Alors que la CGT-Cheminots maintient son appel à de nouveaux arrêts de travail début juin, la direction de la SNCF tente de désamorcer les tensions. Dans un courrier adressé le 7 mai aux syndicats, consulté par France Inter, l’entreprise promet des « négociations constructives » et confirme l’organisation de futures tables rondes sur les salaires, les plannings et les conditions de travail. Une façon d’anticiper les crispations autour de la NAO 2026, déjà en ligne de mire. Mais pour les syndicats, ce premier pas ne suffira pas. « Il faudra continuer à mettre la pression », prévient Thierry Nier (CGT-Cheminots), qui juge que rien ne sera concédé sans lutte.
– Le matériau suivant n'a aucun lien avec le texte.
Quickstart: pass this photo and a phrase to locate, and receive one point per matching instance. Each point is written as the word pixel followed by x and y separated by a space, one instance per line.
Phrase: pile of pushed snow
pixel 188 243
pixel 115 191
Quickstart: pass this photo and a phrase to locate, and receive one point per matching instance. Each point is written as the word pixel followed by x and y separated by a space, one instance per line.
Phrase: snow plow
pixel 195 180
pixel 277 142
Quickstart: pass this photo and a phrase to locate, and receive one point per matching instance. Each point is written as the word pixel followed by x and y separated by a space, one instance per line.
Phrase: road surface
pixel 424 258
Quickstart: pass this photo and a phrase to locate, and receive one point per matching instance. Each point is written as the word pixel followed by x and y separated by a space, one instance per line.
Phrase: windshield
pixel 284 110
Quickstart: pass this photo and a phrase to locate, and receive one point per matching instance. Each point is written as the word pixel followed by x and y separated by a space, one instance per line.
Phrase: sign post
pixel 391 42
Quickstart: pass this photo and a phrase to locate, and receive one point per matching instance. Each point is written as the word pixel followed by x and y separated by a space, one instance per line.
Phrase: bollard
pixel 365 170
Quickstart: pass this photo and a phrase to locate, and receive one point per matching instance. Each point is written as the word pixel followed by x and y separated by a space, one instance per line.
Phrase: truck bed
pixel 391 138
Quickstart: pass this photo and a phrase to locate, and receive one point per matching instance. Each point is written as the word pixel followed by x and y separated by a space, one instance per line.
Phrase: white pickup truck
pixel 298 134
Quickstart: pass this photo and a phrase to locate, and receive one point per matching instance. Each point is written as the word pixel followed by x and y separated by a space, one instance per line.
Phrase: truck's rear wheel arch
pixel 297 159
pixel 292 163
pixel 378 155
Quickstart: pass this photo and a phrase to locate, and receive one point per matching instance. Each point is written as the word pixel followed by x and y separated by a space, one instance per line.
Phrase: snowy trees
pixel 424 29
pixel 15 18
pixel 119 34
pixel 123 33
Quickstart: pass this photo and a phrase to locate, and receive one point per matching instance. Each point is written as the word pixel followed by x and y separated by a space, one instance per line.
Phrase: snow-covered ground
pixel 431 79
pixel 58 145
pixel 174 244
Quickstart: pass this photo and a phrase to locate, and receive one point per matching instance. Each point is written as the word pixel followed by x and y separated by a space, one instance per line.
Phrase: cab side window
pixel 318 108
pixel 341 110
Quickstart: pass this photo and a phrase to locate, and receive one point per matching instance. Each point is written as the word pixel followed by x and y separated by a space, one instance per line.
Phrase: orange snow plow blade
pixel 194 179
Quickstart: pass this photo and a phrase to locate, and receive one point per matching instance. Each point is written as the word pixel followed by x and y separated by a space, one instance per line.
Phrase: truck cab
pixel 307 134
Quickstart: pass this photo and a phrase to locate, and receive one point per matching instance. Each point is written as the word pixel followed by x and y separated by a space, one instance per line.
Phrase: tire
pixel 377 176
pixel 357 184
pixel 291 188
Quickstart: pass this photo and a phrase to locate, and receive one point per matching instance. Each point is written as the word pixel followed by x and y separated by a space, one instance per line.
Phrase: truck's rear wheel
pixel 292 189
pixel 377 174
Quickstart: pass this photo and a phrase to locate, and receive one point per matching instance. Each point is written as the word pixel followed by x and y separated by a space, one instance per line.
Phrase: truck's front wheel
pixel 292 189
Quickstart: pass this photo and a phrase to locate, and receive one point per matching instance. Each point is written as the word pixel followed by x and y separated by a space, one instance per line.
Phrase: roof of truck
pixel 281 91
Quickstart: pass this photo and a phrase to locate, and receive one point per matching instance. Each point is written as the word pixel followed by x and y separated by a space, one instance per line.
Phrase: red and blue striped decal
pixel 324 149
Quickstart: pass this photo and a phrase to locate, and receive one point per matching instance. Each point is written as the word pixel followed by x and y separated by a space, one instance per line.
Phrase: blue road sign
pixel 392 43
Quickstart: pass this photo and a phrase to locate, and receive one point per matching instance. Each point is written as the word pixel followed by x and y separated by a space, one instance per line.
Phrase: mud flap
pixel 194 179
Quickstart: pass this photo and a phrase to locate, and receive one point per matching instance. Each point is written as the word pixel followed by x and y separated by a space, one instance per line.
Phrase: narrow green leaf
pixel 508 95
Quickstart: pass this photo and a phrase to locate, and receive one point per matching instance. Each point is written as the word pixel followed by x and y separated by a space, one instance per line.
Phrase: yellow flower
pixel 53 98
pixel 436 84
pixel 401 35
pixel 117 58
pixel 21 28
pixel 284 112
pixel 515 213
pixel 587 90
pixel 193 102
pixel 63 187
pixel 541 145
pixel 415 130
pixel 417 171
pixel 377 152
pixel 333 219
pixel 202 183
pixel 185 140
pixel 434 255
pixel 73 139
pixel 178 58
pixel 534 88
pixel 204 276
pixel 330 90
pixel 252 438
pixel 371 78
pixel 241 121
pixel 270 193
Trois dates de mobilisation, ciblées mais fermes

Le calendrier de la grève est clair : 4, 5 et 11 juin. Deux mercredis hors vacances pour peser sur la direction sans paralyser massivement les usagers, et une journée plus politique, le 5, pour dénoncer la réforme des retraites. Une stratégie assumée : frapper fort, mais sans casser l’outil. Si la SNCF joue désormais la carte du dialogue, les syndicats restent sur leurs gardes. Une grève à bas bruit, mais pas sans conséquence, pourrait s’installer dans les semaines à venir.